After this land had been sold under the deed of trust, the appellees, Lillie M. and M.J. Spencer, filed a claim with the board of supervisors for a refund of taxes due them for each of said years. The board of supervisors, conceding that some one was entitled to a refund, paid the money into court and had the parties impleaded as to who was entitled to it.
On the hearing, the circuit judge decided that Dr. Acker was entitled to the taxes for 1928 alone, and that the appellees were entitled to a refund for the other years. It appeared in the hearing that for the years 1926 and 1927 the appellees had borrowed money from the bank with which to pay the taxes, giving the bank security therefor, and using the money so secured in the payment of the taxes.
We do not think that the fact that the money was borrowed from the bank cuts any figure in the right of the appellees to a refund for the years 1926 and 1927. It is true the bank had the right to pay the taxes on land secured by its deed of trust, and to foreclose in case of failure to repay the bank, but that was not done in this case. When the bank loaned the Spencers the money, taking their note and security, that money then became the property of the Spencers, and it was their property when the taxes were paid.
We think the court below was correct in deciding that the Spencers were entitled to all the taxes for all the *Page 689 years, except 1928, and that Dr. Acker was entitled to a refund of taxes for that year alone.
The appellant relies upon the case of McGehee v. Fitts,65 Miss. 357, 4 So. 93, construing section 537, Revised Code of 1880, reading, in part, as follows: "If land shall be sold for taxes when no taxes are due on it, or it is not liable to be sold for taxes, the sum paid by the purchaser for the amount of his bid, and the costs of the sale and conveyance, with six per cent. interest per annum, shall be refunded to him, or to the holder under him, by descent or purchase, immediately or mediately." The court in that case held that the right to a refund on the facts there involved went with the conveyance, as seems to be expressly provided in the latter clause just quoted.

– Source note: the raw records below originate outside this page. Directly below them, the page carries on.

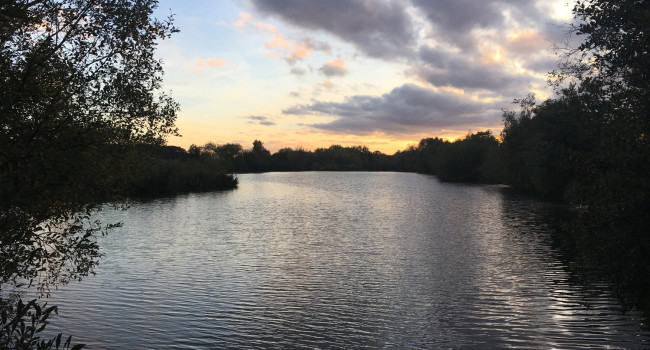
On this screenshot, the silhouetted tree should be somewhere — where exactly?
[0,0,178,346]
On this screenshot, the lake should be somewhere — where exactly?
[43,172,650,349]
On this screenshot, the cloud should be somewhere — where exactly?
[233,13,253,28]
[246,115,275,126]
[319,58,348,77]
[282,84,501,135]
[192,58,232,73]
[412,46,531,93]
[251,0,415,58]
[505,31,551,55]
[412,0,545,51]
[290,67,307,77]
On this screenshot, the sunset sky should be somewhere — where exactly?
[156,0,572,154]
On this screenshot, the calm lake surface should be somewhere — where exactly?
[43,172,650,349]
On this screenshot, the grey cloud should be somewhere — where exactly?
[283,84,500,135]
[319,60,348,77]
[301,38,332,53]
[413,47,532,92]
[291,67,307,77]
[251,0,415,58]
[246,115,275,126]
[412,0,546,51]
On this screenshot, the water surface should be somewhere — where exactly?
[43,172,650,349]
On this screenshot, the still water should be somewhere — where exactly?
[43,172,650,349]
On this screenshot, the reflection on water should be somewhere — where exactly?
[43,173,650,349]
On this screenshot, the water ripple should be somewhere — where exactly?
[35,173,650,349]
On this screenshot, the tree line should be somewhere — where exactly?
[0,0,650,349]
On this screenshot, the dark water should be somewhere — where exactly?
[41,173,650,349]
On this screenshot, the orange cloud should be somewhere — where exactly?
[507,31,551,53]
[192,58,232,73]
[320,58,348,77]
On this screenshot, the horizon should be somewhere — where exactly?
[154,0,572,154]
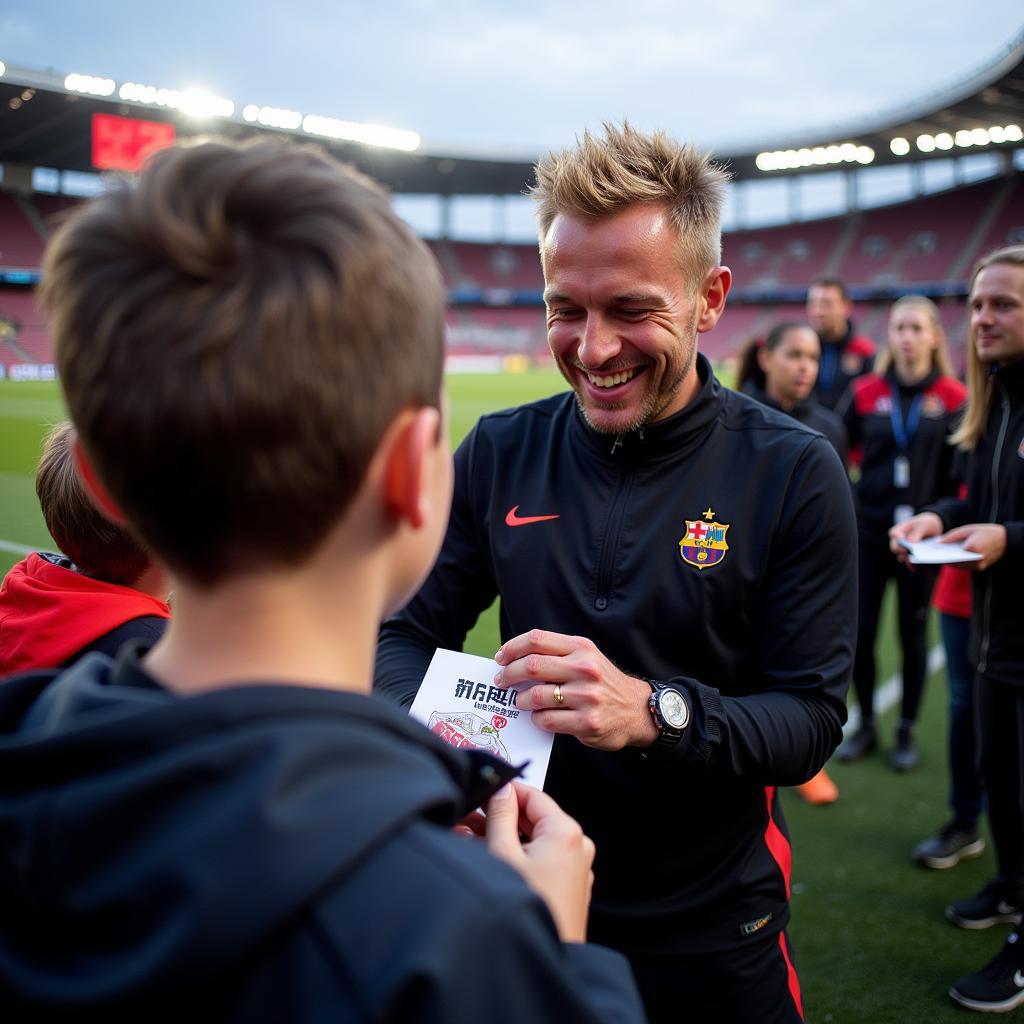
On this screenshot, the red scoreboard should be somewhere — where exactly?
[92,114,176,172]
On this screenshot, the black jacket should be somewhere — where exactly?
[814,321,874,416]
[0,648,643,1024]
[376,356,856,952]
[930,359,1024,686]
[843,371,967,547]
[744,387,850,466]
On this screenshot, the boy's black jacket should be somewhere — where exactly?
[375,356,857,953]
[0,649,643,1024]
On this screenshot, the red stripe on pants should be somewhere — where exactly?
[778,932,804,1020]
[765,785,793,899]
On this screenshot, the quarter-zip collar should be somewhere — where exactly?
[571,352,724,462]
[990,359,1024,398]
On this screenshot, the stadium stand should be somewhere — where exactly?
[0,191,43,268]
[0,173,1024,368]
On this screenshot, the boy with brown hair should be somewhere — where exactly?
[0,142,642,1022]
[0,415,170,675]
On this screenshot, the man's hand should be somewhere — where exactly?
[486,782,595,942]
[939,522,1007,570]
[495,630,657,751]
[889,512,942,564]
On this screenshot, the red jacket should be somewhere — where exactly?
[0,552,171,675]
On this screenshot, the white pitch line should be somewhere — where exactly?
[0,541,39,555]
[843,645,946,736]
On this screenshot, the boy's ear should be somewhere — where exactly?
[71,431,128,526]
[384,407,441,529]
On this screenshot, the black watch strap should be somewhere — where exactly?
[647,679,689,754]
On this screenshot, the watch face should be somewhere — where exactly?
[657,689,690,729]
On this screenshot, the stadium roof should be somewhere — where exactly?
[0,33,1024,196]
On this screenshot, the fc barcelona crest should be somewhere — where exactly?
[679,506,729,569]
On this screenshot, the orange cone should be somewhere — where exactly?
[795,768,839,807]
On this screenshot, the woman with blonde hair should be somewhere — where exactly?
[838,295,967,771]
[891,246,1024,1013]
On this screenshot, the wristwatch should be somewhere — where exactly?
[647,679,690,754]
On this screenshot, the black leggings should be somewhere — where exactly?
[975,676,1024,899]
[853,538,936,723]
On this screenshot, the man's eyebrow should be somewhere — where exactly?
[611,292,665,305]
[544,292,665,306]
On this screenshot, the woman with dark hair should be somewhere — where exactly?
[838,295,967,772]
[891,246,1024,1013]
[736,321,849,466]
[736,321,849,805]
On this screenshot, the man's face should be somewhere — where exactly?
[807,285,850,339]
[541,204,716,434]
[971,263,1024,364]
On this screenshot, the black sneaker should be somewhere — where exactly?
[892,728,919,772]
[946,879,1021,929]
[913,821,985,871]
[836,722,878,762]
[949,932,1024,1014]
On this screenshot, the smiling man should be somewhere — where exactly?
[376,126,856,1024]
[889,246,1024,1013]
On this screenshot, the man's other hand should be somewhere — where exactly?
[495,630,657,751]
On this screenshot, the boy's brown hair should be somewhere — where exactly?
[42,140,444,586]
[36,423,151,587]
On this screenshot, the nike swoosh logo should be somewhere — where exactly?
[505,505,560,526]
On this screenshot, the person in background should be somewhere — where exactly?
[807,278,874,413]
[838,295,967,772]
[736,321,850,466]
[913,557,985,870]
[736,321,849,805]
[0,423,171,675]
[890,246,1024,1013]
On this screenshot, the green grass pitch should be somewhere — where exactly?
[0,371,1007,1024]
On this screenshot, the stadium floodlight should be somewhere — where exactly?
[177,89,234,120]
[65,73,115,96]
[302,114,420,153]
[256,106,302,131]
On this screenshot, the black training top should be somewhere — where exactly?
[376,356,856,952]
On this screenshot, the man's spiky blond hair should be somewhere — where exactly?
[529,122,729,281]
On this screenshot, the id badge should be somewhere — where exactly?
[893,455,910,489]
[893,505,913,525]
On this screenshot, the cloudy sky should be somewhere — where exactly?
[0,0,1024,156]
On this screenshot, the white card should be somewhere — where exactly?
[409,648,555,790]
[899,541,981,565]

However, this statute has been changed and this clause has been eliminated. The statute, as it now exists, section 3276, Code of 1930, provides that if taxes are paid in error, the auditor, after proper proceedings, shall issue payment to be made to the proper claimant. Under this statute, there could be no rights, following from a conveyance of the land, for a refund of taxes paid which were not due or chargeable to it. A tax refund should be due to the party who paid the tax. The land was not liable to the tax, and, of course, the party paying the money is entitled to its recovery, regardless of who then owns the land.
The auditor and the attorney-general should not approve a claim for refund except to a person who has actually paid the taxes, or to those who have received a lawful assignment of the right to the refund.
The judment of the court below will be affirmed.